Is Northwestern an NCAA Tournament team? A win over Wisconsin improved their record to 15-3. But both of those facts aren't what they seem. Wisconsin (9-9, 1-4 Big Ten0 is a weak team, like bottom six of the Big Ten kinda weak (maybe that's why Bo Ryan retired early, so his top-four Big Ten finish streak wasn't ruined). Wisconsin usually would be a huge resumé win, but the Badgers are No. 111 in the RPI. Northwestern (3-2 Big Ten) is No. 103 in the RPI, lower than Illinois -- which is No. 97 thanks to top-100 wins against Purdue (29) and Yale (87). The Wildcats still have no top-100 RPI wins. At this point, quality probably means more than quantity for Northwestern (though the 'Cats likely need to be at least 9-9 in the BIg Ten to have a chance at The Dance). Chris Collins' team and program is improved and gaining confidence. Alex Olah should return soon from injury -- though not having Vic Law this season certainly hurts. The 'Cats will have plenty of opportunities to get those quality wins, but they still must prove they can get them.
Back to Wisconsin, it was inevitable that they'd drop off. After all, the Badgers lost possibly the best player in their program's history in Frank Kaminsky, one of its most talented in Sam Dekker and two "glue guys" in Traevon Jackson and Josh Gaesser.
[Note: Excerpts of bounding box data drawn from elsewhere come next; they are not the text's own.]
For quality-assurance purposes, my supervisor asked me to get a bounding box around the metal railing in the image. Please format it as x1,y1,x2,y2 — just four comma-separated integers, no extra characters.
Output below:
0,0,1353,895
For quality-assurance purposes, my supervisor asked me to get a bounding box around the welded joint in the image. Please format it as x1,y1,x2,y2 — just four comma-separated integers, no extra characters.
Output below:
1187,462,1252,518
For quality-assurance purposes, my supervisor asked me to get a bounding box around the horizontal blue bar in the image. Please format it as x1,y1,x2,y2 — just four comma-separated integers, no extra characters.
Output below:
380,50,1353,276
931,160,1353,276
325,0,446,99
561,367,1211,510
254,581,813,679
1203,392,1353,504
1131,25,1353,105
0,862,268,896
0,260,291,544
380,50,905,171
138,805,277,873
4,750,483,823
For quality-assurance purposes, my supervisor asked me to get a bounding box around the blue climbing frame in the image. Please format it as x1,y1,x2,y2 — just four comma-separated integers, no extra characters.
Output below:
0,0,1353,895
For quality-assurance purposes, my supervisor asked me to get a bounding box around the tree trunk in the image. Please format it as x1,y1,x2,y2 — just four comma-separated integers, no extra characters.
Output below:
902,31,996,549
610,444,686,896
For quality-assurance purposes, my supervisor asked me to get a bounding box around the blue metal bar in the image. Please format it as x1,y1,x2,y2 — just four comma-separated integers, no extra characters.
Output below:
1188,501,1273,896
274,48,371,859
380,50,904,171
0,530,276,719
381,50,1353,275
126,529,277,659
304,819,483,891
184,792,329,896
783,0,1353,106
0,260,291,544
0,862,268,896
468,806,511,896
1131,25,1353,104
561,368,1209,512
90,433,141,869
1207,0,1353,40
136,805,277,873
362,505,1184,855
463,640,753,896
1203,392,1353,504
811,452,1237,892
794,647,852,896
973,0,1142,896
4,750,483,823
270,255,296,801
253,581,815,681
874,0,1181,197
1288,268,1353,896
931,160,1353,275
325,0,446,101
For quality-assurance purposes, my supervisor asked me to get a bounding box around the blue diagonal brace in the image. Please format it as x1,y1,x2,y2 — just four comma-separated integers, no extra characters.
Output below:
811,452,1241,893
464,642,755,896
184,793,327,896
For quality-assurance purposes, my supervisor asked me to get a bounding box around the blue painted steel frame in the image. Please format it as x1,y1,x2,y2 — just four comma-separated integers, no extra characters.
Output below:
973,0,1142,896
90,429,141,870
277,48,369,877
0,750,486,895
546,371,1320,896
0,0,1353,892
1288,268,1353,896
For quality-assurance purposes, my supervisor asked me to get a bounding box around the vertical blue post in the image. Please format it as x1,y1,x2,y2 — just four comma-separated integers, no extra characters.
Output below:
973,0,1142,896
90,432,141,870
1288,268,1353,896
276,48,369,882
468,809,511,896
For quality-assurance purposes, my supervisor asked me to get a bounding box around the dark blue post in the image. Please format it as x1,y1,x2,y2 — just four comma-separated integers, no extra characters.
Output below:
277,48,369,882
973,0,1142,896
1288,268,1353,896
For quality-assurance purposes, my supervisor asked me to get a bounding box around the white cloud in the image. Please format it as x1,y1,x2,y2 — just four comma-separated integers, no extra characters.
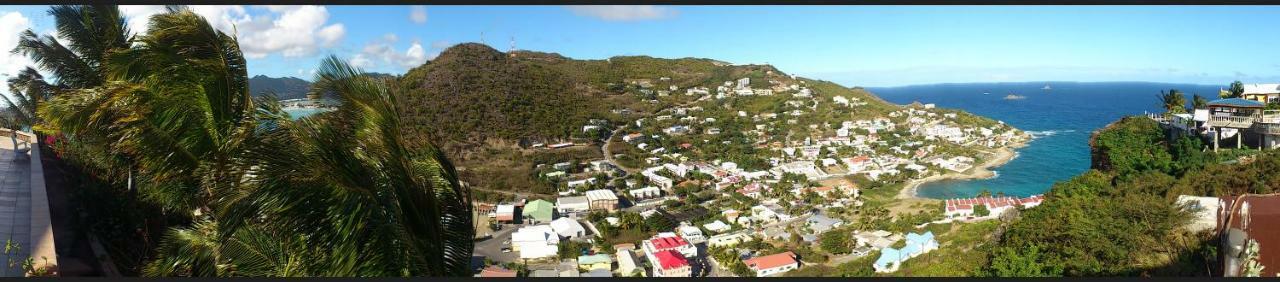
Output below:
122,5,347,59
408,6,426,24
351,35,443,69
567,5,676,22
239,6,346,59
0,12,32,94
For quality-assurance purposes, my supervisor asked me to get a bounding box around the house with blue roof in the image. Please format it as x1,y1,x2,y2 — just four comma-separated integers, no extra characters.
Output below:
872,231,938,273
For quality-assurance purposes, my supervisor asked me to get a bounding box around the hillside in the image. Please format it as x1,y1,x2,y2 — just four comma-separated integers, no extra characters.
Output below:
398,44,996,195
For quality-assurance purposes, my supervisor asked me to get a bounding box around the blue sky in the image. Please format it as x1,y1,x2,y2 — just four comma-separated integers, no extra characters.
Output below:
0,6,1280,86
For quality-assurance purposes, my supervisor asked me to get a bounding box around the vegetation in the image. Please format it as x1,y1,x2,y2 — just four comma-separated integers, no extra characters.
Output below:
984,117,1239,276
17,6,475,277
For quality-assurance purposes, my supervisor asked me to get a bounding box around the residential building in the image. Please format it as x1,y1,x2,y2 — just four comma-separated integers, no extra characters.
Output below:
614,249,645,277
476,267,516,278
511,224,559,259
550,218,586,238
703,219,733,233
586,190,618,212
520,199,556,224
577,254,613,272
1240,83,1280,103
556,196,591,215
707,232,753,247
1217,194,1280,277
649,250,692,277
742,251,800,277
872,232,938,273
627,186,662,201
641,232,698,260
495,205,520,223
676,224,707,244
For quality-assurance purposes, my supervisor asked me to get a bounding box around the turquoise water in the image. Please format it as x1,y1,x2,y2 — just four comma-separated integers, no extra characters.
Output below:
868,82,1220,199
284,108,328,119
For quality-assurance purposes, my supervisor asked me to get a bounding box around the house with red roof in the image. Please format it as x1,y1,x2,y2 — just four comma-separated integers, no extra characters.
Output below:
649,250,694,277
943,195,1044,218
742,251,800,277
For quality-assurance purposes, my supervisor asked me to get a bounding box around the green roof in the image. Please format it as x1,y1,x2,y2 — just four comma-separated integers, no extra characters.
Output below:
521,200,554,222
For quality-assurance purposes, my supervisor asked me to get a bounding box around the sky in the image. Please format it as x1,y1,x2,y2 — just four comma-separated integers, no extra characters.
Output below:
0,5,1280,87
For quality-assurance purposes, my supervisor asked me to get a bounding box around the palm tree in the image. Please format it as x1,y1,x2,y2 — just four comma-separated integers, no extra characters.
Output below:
1157,90,1187,114
41,9,257,213
0,68,54,129
12,5,132,88
147,58,475,277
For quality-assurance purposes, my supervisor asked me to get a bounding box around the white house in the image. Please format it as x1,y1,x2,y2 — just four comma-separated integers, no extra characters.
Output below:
707,233,753,247
556,196,591,214
511,224,559,259
676,224,707,244
550,218,586,238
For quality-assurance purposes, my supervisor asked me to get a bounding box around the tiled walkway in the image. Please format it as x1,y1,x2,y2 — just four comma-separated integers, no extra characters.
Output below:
0,138,31,277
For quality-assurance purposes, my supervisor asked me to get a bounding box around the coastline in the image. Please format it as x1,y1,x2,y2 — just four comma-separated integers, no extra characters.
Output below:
895,136,1032,200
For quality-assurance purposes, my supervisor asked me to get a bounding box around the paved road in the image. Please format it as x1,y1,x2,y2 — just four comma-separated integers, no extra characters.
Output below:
472,224,521,263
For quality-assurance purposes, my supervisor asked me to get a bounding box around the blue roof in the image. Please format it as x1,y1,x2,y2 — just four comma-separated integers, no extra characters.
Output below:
1208,97,1267,108
876,247,902,268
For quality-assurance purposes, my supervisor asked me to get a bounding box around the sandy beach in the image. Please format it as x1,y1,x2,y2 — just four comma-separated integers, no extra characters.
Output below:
895,137,1027,199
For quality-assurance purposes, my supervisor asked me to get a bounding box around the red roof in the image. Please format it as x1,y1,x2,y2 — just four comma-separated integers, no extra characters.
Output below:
742,251,797,270
649,236,689,250
480,267,516,277
653,250,689,270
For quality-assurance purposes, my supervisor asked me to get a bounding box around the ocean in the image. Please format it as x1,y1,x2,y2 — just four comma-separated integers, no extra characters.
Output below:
867,82,1225,199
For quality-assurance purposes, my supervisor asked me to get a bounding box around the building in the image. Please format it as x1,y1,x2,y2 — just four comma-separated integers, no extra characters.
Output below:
550,218,586,238
1216,194,1280,277
707,233,753,247
577,254,613,272
1240,83,1280,103
703,219,733,233
641,232,698,260
586,190,618,212
1204,97,1280,150
511,224,559,259
943,195,1044,218
806,214,845,235
649,250,694,277
627,186,662,201
495,205,518,223
614,249,645,277
872,232,938,273
742,251,800,277
676,224,707,244
476,267,516,278
520,200,556,224
556,196,591,215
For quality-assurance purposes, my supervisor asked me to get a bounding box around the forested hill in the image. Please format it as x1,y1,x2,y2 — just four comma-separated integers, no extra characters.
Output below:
401,44,891,149
248,74,311,100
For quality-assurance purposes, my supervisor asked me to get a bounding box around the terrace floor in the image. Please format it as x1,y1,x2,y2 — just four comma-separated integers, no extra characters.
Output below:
0,138,31,277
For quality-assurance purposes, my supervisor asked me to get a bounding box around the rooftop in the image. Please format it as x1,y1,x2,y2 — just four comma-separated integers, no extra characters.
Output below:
742,251,797,269
653,250,689,269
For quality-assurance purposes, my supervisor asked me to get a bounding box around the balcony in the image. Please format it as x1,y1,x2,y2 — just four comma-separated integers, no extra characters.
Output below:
1208,115,1260,128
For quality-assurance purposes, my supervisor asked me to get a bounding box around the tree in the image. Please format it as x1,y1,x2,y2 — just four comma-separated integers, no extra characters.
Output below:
984,245,1062,277
973,205,991,217
37,8,475,277
818,229,852,254
1158,90,1187,114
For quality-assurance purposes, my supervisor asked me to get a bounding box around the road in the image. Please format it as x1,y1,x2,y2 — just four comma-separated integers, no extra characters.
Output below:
472,224,521,263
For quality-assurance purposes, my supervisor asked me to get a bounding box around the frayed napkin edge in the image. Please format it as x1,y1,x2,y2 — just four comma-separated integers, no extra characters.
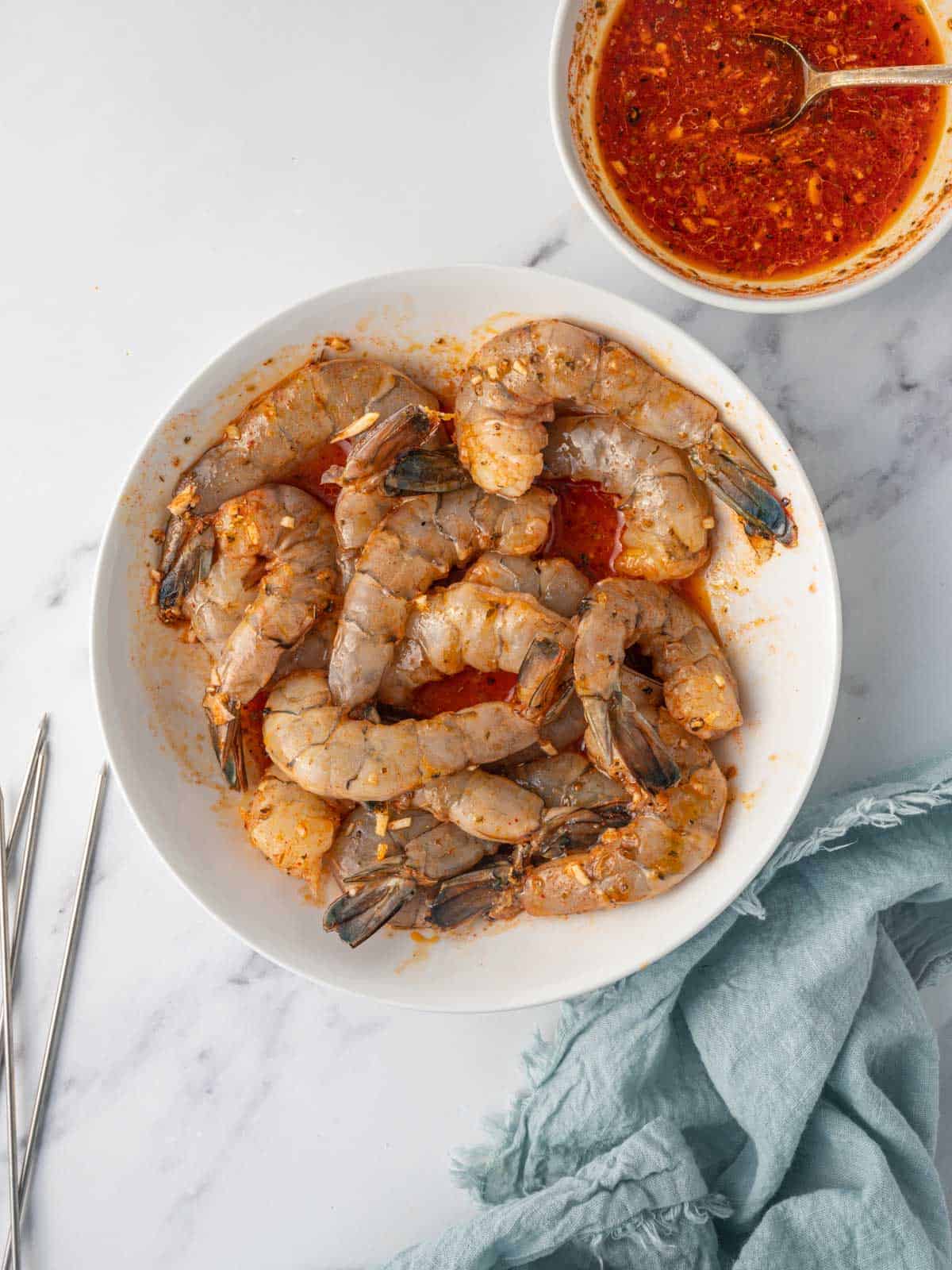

I guess we should've seen this coming, but didn't you think Bronson Koenig and Nigel Hayes would keep this team in the top half of the Big Ten? But both have been really inefficient and haven't received much help from the inexperienced guys, outside of redshirt freshman Ethan Happ -- the Rockridge, Ill., native looks like a keeper. The Badgers still defend but struggle to score more than 65 against quality teams. Regardless, I doubt interim coach Greg Gard is the Badgers head coach next season. Ryan lifted Wisconsin's program to the point that athletic director Barry Alvarez would be foolish not to go through a national search for some big names (Tony Bennett? Gregg Marshall? Ben Jacobson? Archie Miller?).